Wednesday, July 28, 2021

Dallas Morning News Sees YOY Rise In Sub Revenue


The parent company of The Dallas Morning News saw its first year-over-year quarterly subscription revenue increase in six years as it started to recover from business shutdowns that led to steep advertising declines a year ago.

But the increase wasn’t enough to stave off a net loss for the three-month period ending June 30. DallasNews Corporation reported a loss of $1.5 million, compared with a $3.4 million loss for the same period a year ago. The most recent quarter includes $1.4 million in severance expenses from a voluntary buyout offer.

During a call with investors on Tuesday, Robert W. Decherd, the company’s chairman, president and chief executive officer, said company leaders believe the “prospect of a sustainable newspaper business is real.”

Total revenue for the quarter rose 9.2% to $38.7 million, up from $35.4 million during the same three-month period a year ago. Print primarily drove a 19.3% increase in advertising and marketing services. Circulation revenue increased 2.4% with digital-only subscribers sales up 52.3%, which offset a 2.4% decline in home delivery and a 7.6% decline in single-copy sales.

“We’ve made substantial progress in growing our digital footprint. Our numbers are encouraging,” Decherd said.

The News added 3,528 digital subscriptions to end the second quarter with 52,930 digital subscribers, up 21.4% from a year ago. The company has a combined 143,000 print and digital subscribers. That’s about the same as a year ago, showing circulation is stabilizing as digital picks up the loss of print subscribers.

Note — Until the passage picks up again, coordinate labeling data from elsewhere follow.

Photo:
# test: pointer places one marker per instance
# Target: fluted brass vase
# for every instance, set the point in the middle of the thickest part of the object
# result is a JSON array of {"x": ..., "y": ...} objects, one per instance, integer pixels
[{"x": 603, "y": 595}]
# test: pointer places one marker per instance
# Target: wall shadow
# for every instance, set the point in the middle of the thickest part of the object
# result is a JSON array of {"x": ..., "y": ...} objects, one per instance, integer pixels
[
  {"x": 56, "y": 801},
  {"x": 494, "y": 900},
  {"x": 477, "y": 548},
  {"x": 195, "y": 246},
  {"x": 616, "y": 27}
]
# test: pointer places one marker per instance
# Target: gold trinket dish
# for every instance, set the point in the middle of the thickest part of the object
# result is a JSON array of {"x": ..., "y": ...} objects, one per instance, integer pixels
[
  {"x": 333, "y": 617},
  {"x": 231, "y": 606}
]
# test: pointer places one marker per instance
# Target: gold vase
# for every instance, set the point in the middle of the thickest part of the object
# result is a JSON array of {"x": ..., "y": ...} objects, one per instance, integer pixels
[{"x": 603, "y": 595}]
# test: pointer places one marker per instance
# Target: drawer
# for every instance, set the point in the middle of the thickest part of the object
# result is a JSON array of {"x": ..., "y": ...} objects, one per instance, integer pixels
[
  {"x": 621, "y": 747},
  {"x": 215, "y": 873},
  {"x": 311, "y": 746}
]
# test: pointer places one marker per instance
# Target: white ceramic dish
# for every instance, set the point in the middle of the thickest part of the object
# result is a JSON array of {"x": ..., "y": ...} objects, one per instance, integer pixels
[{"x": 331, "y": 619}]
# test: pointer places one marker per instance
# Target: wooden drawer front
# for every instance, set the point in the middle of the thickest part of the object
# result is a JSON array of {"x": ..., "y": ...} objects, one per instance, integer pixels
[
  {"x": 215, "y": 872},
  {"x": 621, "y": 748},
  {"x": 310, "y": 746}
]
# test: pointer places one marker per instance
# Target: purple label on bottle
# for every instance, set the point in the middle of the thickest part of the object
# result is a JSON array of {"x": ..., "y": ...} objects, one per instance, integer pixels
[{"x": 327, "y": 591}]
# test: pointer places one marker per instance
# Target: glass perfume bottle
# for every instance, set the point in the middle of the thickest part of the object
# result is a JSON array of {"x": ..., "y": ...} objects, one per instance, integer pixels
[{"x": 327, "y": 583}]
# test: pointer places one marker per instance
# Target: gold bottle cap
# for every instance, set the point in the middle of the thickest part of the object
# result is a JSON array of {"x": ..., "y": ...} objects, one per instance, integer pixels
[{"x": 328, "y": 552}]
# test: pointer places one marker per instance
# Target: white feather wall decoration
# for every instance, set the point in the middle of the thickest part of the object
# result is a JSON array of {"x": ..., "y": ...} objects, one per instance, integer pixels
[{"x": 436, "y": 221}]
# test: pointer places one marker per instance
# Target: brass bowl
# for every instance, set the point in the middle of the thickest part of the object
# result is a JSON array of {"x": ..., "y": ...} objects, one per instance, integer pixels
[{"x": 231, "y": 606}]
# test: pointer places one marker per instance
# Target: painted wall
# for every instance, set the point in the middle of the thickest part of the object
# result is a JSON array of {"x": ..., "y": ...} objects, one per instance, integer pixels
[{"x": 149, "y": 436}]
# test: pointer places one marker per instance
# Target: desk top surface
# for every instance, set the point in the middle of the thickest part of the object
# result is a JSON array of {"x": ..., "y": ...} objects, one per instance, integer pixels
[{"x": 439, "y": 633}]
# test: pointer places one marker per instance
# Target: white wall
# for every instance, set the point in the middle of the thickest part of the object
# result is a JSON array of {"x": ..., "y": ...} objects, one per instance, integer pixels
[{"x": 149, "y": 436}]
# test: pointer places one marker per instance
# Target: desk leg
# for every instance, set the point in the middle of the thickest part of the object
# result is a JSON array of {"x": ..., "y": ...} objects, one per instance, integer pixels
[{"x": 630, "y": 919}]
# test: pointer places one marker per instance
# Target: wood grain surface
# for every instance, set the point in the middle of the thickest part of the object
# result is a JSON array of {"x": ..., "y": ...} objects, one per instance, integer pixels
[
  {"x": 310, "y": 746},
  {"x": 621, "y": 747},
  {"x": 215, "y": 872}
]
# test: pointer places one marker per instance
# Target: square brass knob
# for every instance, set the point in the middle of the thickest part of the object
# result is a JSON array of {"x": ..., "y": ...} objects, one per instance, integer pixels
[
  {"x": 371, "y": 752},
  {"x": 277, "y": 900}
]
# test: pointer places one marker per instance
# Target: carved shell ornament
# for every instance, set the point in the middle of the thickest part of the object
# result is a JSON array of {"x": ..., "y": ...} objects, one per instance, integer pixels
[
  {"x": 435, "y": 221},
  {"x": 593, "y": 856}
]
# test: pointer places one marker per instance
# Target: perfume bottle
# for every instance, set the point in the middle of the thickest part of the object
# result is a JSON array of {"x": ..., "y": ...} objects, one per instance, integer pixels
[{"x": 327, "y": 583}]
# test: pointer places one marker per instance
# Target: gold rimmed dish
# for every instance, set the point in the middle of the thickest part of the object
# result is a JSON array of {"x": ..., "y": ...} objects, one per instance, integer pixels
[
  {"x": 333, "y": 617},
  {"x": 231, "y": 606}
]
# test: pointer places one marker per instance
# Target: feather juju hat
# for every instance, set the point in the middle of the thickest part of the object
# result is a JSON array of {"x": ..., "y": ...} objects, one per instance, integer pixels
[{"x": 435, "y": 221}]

Even with the most recent financial improvements, the company remains challenged to replace print revenue with digital revenue to support its operations. The company declined to disclose targets of a break-even point.

DallasNews is in better shape than many owners of large metropolitan daily newspapers with a cash cushion of $37.8 million and no debt. The company is also due a $22.4 million payment next year on the sale of its former longtime headquarters at 508 Young Street.

Chief financial officer and executive vice president Katy Murray said staff reductions this year through buyouts will result in future savings of $3 million on an annualized basis.